Surface passivation on precipitated Ti-containing multi-principal element alloy subject to metal aging

• Published in: Results in surfaces and interfaces Vol. 18; p. 100405
• Main Authors: Asadi, Fatemeh, Bond, Brooke, Mahata, Chinmoy, Martin, Ulises, Paredes, Marcelo, Pradeep, K.G., Xue, Lufeng, Ding, Yuan, Case, Raymundo, Castaneda, Homero
• Format: Journal Article
• Language: English
• Published: Elsevier B.V 01.01.2025; Elsevier
• Subjects: Electrochemical analysis; Multi-principle element alloys; Precipitation-enforced mechanisms; Surface corrosion passivity; Electrochemical analysis; Multi-principle element alloys; Precipitation-enforced mechanisms; Surface corrosion passivity
• ISSN: 2666-8459; 2666-8459
• DOI: 10.1016/j.rsurfi.2024.100405

Surface passivation on precipitated Ti-containing multi-principal element Alloys (MPEA) is studied in saline solutions with different concentrations and different temperatures.

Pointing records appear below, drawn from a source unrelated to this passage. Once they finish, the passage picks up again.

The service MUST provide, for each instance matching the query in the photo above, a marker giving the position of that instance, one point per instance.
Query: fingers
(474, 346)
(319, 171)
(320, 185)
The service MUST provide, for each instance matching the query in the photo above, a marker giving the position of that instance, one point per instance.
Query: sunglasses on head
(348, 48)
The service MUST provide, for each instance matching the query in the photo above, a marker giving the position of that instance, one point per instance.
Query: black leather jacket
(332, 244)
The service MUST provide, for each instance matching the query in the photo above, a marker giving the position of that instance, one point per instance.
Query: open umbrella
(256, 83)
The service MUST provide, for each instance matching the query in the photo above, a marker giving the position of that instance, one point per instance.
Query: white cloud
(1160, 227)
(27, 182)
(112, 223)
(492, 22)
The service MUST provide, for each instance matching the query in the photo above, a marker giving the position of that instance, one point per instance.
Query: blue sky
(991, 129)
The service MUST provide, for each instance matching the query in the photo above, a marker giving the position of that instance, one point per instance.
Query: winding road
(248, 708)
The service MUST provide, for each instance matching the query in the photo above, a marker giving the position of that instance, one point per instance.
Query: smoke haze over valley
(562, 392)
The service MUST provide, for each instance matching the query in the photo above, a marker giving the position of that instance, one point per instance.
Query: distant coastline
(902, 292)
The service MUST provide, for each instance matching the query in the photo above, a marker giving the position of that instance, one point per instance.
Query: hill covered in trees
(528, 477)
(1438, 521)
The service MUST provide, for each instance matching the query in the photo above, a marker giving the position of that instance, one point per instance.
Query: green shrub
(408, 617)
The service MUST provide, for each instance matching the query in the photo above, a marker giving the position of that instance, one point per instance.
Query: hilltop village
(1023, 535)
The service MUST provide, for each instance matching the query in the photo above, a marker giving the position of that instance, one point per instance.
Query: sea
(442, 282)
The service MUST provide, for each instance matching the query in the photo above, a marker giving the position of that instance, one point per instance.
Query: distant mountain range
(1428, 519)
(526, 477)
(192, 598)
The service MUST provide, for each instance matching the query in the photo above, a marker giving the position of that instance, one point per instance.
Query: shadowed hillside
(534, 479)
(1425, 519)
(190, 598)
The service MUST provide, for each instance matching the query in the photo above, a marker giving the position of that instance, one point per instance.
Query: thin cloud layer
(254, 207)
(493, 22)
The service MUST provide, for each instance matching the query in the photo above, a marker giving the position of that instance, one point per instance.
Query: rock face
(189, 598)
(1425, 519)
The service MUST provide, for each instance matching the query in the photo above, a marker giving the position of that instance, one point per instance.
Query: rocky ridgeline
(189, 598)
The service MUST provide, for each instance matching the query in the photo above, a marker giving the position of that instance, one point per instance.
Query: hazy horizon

The selected system alloy is Al2Ti5Fe53Ni35Cu5 at.% which has been solution heat treated at 530 °C for 3h (CONFIG 2) and for 10h (CONFIG 3) from the as-received configuration (CONFIG 1). The potentiodynamic polarization (PDP) test specifies that the corrosion resistance of aged Ti-containing alloys decreases as a function of aging time, while the as-received configuration reflects a nobler behavior. Microcapillary technique supports these findings by probing FCC grain passivity at the microscale level aiming at the core of the grain. Local PDP reveals that the potential of CONFIG 1 grain is sensitive to the chloride concentrations whereas it is almost independent in the remaining configurations suggesting that the weakest link is elsewhere. Profilometer analysis shows that microgalvanic processes take place between grains and boundaries having both anode- and cathode-like behavior interchangeably.